His little accident could have been SO much worse. Thank your lucky stars he didn't need a No 2. The poor guy might have a medical condition and is quite possibly lying dead in a gutter somewhere lamenting the fact that nobody cares. No wait, he can't be lamenting if he's dead but I bet he was before he croaked.

Queen Of Clean said...

Um..wipe clean seats Manny?

Or will you let some poor unsuspecting soul sit in the wee wee seat?

Anonymous said...

A few years back, a dear patron, also dining alone, had a stroke at my table. She was slurring and wobbling, eyes closed and sadly wet herself. We had to call EMS to come get her and take her to the hospital. Of all the weird things...

Anonymous said...

Better than a boaker though. I had to clean up a regurgitated fried breakfast once when I worked at the student union in Glasgow uni.

I could vomit now if I think about it any more.

Bad luck on your pisher though. Drugs?

Paddy in BA (Quickroute) said...

thanks Manuel - You've just resurfaced a repressed memory of a few years back that I would rather had not resurfaced.
Sitting in Jamie Olivers restaurant 'Fifteen', in London one Friday evening, a group of 3 got up to leave as we were being served our appetizers. One of them was much the worse for wear and as he approached our table, he vomits a days worth of food and drink on the floor beside us. Very appetizing indeed! He wipes his face with his sleeve and staggers out without a word.
The staff were very apologetic and although the main course was on the house, somehow we'd lost our appetites by then.

Native Minnow said...

No matter how low I sink, I can take solace in the fact that I've never pissed myself in a public place.

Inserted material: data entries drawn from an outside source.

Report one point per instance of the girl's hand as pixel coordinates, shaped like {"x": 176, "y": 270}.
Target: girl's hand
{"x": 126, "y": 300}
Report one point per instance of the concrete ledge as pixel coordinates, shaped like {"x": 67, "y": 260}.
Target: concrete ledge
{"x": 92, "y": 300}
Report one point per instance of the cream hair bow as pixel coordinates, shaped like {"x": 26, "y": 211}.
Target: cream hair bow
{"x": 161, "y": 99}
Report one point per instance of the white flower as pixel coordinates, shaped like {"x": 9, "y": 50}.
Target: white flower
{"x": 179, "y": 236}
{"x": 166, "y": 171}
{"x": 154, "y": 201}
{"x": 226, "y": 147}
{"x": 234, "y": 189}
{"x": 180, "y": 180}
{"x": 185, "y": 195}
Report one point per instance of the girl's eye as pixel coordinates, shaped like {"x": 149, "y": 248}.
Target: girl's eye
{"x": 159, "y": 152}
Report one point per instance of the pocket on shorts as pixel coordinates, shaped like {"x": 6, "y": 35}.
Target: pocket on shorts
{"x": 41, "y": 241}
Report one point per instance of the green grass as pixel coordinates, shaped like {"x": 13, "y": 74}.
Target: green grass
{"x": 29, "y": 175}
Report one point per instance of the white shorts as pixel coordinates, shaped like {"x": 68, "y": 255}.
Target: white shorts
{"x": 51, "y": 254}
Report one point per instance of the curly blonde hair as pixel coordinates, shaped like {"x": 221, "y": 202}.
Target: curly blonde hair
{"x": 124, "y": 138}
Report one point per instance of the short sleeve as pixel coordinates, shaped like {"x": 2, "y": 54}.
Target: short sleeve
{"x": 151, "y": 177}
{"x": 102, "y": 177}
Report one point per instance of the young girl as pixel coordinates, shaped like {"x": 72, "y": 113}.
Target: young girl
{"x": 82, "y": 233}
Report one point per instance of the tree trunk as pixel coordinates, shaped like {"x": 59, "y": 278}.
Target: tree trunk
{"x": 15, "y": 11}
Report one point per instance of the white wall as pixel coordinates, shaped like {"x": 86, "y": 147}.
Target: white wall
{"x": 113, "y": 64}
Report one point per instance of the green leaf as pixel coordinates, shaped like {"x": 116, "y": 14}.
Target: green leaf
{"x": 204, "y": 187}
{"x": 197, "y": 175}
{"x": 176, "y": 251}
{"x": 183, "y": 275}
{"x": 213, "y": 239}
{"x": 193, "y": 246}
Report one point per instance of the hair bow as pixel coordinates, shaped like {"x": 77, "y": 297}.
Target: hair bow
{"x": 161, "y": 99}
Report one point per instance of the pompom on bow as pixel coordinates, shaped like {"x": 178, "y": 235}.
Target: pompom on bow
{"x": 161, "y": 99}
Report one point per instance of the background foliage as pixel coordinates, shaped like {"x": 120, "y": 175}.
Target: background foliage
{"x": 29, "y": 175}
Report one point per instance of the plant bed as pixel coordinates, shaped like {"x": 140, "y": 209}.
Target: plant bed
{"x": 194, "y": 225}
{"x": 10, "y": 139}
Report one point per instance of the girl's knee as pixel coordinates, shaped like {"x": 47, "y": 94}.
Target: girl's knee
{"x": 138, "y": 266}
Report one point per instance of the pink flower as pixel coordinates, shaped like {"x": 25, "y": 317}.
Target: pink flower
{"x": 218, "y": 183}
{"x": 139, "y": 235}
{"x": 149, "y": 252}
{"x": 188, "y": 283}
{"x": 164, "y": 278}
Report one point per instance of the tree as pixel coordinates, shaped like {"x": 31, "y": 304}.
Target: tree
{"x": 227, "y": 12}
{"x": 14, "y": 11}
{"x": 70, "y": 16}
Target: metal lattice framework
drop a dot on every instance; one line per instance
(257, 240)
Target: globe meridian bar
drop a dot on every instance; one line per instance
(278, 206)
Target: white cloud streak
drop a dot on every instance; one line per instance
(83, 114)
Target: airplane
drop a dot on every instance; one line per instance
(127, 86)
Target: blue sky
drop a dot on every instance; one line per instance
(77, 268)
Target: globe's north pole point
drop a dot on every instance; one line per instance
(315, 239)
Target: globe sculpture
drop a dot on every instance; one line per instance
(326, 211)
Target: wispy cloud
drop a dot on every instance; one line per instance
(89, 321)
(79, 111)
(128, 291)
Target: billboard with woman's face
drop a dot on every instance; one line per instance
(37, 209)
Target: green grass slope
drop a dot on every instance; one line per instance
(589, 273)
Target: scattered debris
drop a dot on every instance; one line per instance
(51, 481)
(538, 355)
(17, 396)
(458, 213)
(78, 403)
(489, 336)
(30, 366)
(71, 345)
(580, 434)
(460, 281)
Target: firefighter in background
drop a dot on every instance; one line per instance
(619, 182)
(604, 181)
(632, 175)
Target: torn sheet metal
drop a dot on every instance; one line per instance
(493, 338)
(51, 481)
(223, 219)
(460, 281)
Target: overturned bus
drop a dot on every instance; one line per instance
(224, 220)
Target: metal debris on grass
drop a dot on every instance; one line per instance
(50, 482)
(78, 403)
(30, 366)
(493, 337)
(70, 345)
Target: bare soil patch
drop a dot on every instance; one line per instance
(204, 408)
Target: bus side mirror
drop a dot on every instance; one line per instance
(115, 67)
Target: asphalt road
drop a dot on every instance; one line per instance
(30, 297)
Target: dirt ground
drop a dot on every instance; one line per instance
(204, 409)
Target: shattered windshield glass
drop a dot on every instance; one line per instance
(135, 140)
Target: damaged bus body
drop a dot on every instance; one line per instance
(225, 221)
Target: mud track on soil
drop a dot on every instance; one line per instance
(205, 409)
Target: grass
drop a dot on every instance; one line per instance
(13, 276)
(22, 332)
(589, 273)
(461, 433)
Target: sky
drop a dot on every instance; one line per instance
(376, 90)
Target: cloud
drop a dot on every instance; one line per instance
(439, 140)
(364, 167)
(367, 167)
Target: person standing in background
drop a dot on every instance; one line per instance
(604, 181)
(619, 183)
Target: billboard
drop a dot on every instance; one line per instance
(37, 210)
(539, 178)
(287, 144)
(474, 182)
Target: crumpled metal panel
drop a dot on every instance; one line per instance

At least not since I was in diapers. That was just yesterday, but still.

Anonymous said...

We Scots say boak too. Must be a Celtic thing.

Manuel said...

fmc: he wasn't though, and that is the strange thing. It doesn't take much for me to refuse to serve someone so I would never serve a very drunk punter......

medbh: thank you........aaaarrrrrgggghhh

gypsy: I WOULDN'T BE SURPRISED!!

queenie: cleaned and removed......

a devoted fan: welcome! Awh now that is just a little sad....

sam: Drugs? I haven't had breakfast yet but I'll give you a call later....

Quickie: I would have beaten him, a bloody messy pulp of man and vomit......

minnow: boom boom

LKSN: we are a classy people eh!

Anonymous said...

Did you think about him having epelisy or a seizure? that can cause a victim to wet themselves.

Manuel said...

Grannymar: welcome! No, but something was definitely wrong with this chap....I tried to get him a taxi but he didn't wanna know.......was all very odd

Crispy said...

Urgh! Cleaning up pee wee and poo poos is fine when the said depositer is 0-18 months old. You did right leaving it to Eddie.

Crispy said...

Urgh! Cleaning up pee wee and poo poos is fine when the said depositer is 0-18 months old. You did right leaving it to Eddie.